I had a hankering for Maple Bacon Rice Krispie Treats.  They sounded good, but I found that the bacon only added extra work and mess and didn't add any flavor to the bars.  So I left it out in this next revision.

The bars turned out very good.  The chocolate/maple flavor is nice, but the maple comes back as an aftertaste as well.  So you get enjoyment eating and then still having that maple flavor in your mouth afterwards (calorie free extra taste!).

Maple Rice Krispie Treats


4 tbl butter
6 cups marshmallows
1 tbl pure maple syrup
1 tsp maple essence
6 cups Rice Krispie cereal

12 oz Dark chocolate chips
1 tsp sea salt

In a large sauce pan, melt butter and marshmallows over low heat. Stir until completely melted.

Remove from heat and add maple syrup, and maple essence. Stir until completely mixed.
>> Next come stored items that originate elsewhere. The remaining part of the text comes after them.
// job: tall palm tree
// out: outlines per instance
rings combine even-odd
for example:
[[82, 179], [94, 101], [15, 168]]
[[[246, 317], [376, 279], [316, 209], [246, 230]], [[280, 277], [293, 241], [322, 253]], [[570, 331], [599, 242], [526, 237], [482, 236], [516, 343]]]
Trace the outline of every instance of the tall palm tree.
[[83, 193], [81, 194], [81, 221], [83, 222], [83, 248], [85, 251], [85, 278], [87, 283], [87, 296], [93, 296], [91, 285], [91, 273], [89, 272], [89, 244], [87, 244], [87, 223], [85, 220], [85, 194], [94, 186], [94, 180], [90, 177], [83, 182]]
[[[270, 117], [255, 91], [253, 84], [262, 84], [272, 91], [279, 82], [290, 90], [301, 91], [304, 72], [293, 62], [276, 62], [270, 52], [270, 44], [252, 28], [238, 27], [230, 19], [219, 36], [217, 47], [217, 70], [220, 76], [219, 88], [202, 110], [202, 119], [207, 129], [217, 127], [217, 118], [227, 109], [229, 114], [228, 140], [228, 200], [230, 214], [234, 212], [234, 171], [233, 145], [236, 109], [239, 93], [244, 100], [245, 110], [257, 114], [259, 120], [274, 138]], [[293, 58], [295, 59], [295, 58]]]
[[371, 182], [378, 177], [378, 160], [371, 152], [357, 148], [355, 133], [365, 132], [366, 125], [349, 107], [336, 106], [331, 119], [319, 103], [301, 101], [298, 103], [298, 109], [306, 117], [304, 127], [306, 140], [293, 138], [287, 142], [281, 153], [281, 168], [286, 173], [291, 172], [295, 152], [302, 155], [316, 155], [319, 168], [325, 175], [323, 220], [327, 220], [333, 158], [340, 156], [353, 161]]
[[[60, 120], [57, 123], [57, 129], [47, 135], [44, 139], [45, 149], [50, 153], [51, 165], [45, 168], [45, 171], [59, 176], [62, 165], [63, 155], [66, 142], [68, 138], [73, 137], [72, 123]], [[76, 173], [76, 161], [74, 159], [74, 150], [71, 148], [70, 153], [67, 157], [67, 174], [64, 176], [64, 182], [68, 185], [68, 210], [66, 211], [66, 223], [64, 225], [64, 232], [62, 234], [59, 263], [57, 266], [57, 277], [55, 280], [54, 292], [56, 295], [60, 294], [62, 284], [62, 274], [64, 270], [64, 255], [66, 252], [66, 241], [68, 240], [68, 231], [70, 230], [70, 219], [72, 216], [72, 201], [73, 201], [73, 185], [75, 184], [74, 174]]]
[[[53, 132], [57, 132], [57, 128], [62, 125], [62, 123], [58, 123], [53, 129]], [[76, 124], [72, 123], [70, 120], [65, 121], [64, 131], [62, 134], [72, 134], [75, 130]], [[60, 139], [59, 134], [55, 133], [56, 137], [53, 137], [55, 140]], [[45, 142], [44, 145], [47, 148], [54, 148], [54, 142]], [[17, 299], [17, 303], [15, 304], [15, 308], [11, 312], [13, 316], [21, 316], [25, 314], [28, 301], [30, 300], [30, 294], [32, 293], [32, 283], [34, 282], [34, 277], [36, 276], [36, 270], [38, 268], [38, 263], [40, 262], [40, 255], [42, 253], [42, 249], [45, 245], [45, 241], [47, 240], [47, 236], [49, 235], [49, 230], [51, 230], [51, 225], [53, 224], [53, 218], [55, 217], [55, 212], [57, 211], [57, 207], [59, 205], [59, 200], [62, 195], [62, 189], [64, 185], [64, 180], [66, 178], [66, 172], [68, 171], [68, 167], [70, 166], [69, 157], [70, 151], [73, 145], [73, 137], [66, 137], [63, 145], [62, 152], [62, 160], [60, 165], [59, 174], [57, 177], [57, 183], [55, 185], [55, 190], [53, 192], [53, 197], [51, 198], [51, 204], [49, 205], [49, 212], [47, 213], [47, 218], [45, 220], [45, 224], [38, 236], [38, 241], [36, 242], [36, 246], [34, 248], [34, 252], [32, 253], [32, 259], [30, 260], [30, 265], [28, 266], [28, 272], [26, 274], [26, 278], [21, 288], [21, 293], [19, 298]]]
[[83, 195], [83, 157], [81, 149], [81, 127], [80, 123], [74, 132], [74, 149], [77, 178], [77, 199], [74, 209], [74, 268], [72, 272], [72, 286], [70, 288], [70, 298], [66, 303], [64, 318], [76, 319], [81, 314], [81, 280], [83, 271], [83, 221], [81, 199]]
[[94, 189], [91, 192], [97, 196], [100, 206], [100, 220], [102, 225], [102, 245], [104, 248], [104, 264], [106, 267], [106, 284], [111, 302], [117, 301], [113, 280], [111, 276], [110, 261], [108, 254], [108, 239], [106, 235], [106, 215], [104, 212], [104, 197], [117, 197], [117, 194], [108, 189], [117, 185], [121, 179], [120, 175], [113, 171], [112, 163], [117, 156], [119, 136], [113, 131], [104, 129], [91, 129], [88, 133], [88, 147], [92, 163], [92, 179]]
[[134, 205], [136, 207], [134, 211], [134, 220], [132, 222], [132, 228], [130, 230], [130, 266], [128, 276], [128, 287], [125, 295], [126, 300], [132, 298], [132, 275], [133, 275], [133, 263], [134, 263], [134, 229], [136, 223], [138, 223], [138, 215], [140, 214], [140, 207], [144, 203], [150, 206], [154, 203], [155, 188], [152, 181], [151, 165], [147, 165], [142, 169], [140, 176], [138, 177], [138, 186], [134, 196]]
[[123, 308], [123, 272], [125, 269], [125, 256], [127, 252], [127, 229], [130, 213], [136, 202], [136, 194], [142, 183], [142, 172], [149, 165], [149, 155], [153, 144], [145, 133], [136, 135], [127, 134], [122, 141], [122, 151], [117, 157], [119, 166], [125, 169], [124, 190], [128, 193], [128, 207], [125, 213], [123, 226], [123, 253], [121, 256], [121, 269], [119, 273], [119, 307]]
Then add the Rice Krispie cereal. Mix until all is well incorporated.

Then pour the mixture into a greased 9 x 13 pan or a cookie sheet and spread it evenly with a piece of waxed paper.

Place chocolate chips in a double boiler (or a glass bowl that fits snugly over your pot) filled with water.

Bring water to a simmer on medium heat. Once chocolate starts melting, stir constantly with a rubber spatula until all chocolate is melted and had a smooth consistency.

Remove from heat and pour the chocolate over the cooled Rice Krispies and spread evenly with the spatula.

Allow the chocolate to cool a bit, then sprinkle lightly with sea salt if desired.

Place treats back in fridge to set completely.


Once the chocolate has solidified, cut into squares and enjoy!